6. Évaluer la combinaison avec le Pacte Dutreil
Pour les titres éligibles, le Pacte Dutreil (art. 787 B du CGI) permet un abattement de 75 % sur la valeur transmise en donation. Sur une donation de 1 000 000 EUR à 2 enfants en pleine propriété :
| Sans Dutreil | Avec Dutreil (abattement 75 %) |
|---|---|
| Base taxable : 2 x 400 000 = 800 000 EUR | Base taxable : 2 x (125 000 - 100 000) = 50 000 EUR |
| Droits : 156 388 EUR | Droits : 2 x 3 194 = 6 388 EUR |
L'économie est considérable, mais les conditions de conservation et d'engagement collectif sont strictes. La combinaison donation-cession + Dutreil est le schéma le plus puissant, mais aussi le plus contrôlé.
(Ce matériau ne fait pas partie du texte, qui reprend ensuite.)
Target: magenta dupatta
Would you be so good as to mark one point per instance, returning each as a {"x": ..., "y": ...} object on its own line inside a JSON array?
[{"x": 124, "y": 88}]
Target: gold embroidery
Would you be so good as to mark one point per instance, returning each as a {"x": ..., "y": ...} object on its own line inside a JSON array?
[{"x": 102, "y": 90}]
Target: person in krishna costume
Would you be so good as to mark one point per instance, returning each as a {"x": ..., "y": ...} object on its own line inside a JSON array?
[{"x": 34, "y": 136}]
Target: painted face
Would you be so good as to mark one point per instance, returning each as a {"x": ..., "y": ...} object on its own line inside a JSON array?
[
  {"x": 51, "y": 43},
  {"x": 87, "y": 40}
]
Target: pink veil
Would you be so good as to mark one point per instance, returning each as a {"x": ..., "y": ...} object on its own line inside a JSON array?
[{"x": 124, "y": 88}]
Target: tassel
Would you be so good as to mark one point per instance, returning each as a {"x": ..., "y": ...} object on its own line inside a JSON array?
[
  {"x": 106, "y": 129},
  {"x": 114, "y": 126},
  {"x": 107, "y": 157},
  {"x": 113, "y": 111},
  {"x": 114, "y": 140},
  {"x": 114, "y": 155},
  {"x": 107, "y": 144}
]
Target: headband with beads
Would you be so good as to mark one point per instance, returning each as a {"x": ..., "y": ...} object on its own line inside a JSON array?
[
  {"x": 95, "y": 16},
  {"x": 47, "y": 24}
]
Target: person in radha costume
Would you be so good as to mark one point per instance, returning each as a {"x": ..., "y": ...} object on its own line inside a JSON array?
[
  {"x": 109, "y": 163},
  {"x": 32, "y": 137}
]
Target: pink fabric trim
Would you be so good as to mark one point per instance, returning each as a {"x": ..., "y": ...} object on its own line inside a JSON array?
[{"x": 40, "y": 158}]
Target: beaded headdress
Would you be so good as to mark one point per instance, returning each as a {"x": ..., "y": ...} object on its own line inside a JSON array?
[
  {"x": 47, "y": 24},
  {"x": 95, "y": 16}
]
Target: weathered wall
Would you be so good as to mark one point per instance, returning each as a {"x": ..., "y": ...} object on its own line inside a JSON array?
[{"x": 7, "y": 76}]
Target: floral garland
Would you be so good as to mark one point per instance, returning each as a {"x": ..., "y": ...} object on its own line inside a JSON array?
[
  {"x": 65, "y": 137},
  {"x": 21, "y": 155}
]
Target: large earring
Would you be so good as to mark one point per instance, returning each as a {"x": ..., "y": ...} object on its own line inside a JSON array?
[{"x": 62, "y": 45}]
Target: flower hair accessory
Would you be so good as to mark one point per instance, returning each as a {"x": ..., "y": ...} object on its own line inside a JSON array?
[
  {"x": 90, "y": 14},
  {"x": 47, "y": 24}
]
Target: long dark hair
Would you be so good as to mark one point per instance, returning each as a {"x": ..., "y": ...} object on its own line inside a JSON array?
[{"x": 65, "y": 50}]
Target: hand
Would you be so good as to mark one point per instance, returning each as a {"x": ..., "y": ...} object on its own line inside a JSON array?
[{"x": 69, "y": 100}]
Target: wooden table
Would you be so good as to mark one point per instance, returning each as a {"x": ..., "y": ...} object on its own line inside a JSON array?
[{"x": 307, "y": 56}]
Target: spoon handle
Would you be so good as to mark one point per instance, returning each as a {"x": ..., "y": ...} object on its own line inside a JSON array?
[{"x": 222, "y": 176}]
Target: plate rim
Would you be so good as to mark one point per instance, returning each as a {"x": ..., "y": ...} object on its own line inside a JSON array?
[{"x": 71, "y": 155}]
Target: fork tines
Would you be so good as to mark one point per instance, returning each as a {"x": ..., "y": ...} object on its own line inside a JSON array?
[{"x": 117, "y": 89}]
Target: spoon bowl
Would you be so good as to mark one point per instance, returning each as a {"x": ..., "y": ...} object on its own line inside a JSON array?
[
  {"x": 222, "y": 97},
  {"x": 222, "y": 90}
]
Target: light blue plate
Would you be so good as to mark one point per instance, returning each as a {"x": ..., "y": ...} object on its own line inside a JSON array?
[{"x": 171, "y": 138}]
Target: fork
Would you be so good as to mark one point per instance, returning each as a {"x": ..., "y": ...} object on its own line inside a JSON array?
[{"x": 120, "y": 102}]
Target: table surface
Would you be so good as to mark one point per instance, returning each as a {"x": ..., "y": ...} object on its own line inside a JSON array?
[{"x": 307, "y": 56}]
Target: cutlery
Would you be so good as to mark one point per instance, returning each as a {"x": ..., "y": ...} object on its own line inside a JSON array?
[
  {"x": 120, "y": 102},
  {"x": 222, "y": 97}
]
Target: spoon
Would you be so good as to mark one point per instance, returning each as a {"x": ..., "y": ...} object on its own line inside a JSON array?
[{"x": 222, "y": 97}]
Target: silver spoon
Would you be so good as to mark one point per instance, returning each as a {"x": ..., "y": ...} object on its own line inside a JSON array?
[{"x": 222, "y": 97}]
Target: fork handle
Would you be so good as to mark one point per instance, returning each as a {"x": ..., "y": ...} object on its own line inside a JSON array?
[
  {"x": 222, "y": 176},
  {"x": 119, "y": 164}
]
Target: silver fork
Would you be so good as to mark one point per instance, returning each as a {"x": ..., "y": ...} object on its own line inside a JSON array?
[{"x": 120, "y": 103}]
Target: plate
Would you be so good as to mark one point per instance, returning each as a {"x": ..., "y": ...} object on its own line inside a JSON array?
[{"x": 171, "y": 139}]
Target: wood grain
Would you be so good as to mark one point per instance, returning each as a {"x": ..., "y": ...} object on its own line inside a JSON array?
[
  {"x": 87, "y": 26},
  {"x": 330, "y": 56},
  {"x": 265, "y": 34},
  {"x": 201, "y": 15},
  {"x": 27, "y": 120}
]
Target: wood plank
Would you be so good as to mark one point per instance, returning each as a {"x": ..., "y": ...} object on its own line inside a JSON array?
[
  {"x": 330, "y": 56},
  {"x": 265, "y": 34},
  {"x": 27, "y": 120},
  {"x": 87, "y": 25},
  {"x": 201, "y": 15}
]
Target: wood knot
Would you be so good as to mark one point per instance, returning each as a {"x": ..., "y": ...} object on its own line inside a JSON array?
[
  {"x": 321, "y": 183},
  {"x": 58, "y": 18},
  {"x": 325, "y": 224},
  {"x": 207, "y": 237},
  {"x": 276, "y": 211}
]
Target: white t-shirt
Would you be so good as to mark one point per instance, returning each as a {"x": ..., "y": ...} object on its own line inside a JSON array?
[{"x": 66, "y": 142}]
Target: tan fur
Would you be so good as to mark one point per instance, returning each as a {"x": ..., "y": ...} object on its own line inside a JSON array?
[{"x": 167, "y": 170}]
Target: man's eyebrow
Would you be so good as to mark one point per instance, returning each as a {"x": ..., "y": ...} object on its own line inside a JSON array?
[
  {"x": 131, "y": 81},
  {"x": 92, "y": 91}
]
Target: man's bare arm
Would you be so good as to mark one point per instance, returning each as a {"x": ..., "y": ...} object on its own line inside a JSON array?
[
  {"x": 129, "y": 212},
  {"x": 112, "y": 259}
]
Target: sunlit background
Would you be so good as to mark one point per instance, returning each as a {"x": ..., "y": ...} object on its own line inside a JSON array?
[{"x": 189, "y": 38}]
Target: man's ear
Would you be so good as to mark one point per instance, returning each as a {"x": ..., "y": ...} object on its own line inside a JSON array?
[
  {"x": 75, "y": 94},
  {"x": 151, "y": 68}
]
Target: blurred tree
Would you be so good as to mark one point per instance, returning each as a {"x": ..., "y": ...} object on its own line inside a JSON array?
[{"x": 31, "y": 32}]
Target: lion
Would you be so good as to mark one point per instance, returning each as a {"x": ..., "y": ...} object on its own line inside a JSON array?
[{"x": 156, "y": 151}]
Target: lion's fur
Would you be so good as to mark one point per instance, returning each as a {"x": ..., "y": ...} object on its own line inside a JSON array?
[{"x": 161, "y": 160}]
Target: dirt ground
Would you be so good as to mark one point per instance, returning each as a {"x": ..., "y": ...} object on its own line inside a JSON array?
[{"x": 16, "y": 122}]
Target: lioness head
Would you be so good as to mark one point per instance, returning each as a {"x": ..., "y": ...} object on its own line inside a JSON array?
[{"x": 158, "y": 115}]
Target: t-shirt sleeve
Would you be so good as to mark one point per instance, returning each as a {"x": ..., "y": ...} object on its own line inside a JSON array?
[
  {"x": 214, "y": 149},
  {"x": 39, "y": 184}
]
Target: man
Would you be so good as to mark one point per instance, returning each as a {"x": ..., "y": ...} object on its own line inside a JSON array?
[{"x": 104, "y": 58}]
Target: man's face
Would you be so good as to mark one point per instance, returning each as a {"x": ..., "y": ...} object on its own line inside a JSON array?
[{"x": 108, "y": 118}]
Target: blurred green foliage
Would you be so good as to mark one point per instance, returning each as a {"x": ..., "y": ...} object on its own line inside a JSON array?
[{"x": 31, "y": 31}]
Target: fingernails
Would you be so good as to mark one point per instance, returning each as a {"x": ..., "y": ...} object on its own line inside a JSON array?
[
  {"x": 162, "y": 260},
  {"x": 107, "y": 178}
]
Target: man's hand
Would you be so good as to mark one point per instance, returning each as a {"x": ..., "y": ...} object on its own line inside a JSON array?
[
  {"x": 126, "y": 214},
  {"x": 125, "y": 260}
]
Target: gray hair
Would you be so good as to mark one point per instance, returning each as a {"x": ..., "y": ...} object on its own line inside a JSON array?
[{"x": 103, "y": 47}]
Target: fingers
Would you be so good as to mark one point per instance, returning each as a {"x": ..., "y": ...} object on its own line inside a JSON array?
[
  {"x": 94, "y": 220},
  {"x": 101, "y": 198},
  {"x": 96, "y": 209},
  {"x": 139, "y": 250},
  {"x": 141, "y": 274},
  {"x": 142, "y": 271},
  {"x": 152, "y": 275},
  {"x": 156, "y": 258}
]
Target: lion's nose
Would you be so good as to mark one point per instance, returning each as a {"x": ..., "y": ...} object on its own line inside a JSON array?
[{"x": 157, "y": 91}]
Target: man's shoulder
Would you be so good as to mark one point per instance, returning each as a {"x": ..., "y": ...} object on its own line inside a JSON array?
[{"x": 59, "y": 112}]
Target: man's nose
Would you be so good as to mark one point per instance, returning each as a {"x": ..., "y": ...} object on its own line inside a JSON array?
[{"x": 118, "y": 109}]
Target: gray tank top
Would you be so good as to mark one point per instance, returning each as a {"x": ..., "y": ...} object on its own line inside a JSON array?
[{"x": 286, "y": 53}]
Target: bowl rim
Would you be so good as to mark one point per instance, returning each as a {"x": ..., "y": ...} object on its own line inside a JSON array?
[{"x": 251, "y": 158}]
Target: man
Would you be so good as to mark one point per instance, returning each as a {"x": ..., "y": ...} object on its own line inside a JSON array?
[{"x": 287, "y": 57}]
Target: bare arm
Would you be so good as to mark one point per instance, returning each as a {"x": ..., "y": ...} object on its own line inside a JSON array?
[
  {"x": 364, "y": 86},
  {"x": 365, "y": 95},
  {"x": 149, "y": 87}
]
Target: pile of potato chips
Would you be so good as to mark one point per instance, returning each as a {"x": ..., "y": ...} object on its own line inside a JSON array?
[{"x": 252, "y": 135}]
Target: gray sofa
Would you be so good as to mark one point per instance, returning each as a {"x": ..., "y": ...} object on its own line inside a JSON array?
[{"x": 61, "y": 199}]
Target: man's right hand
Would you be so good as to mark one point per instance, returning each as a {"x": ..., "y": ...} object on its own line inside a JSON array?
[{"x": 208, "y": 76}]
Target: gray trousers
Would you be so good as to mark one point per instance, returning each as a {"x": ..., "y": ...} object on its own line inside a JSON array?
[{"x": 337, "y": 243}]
Donation-cession ou apport-cession : quel schéma choisir ?
Les deux mécanismes répondent à des objectifs différents :
| Critère | Donation-cession | Apport-cession (150-0 B ter) |
|---|---|---|
| Objectif principal | Transmettre et purger la PV | Réinvestir et différer l'impôt |
| Le dirigeant conserve la maîtrise | Non (dessaisissement obligatoire) | Oui (via la holding) |
| Coût immédiat | Droits de donation | Aucun (report) |
| Imposition finale | Purge définitive (sauf abus) | Report (imposition au dénouement) |
| Risque abus de droit | Élevé (9 avis CADF) | Élevé (40 avis CADF) |
| Condition de réinvestissement | Non (mais le donataire doit disposer du prix) | Oui (60 % en 2 ans si cession < 3 ans) |
En pratique, les deux schémas sont souvent combinés : donation d'une partie des titres aux enfants (purge) + apport du solde à une holding (report et réinvestissement).
Pour aller plus loin
- Apport-cession et report d'imposition : 150-0 B ter : report, réinvestissement et pièges
- Quasi-usufruit et dette de restitution : Ce que change le 774 bis
- Pacte Dutreil : Conditions, pièges et jurisprudence 2026
- PFU ou barème : Le bon choix en 2026
- Holding animatrice vs passive : Qualification et enjeux
Conclusion
La donation avant cession reste en 2026 un levier d'optimisation majeur, capable de transformer plusieurs centaines de milliers d'euros de PFU en quelques dizaines de milliers d'euros de droits de donation. Mais la mécanique est sous haute surveillance : 9 avis CADF, un 774 bis qui impose de justifier l'absence d'objectif principalement fiscal pour conserver la déductibilité du quasi-usufruit au décès, et une administration qui regarde de près la chronologie et le dessaisissement. La règle d'or tient en une phrase : le donateur doit réellement donner, et le donataire doit réellement recevoir. Si le prix de cession finit dans la poche du donateur, par quelque chemin que ce soit, le schéma est perdu.
Les calculs et montants présentés sont indicatifs et doivent être vérifiés avec les textes en vigueur.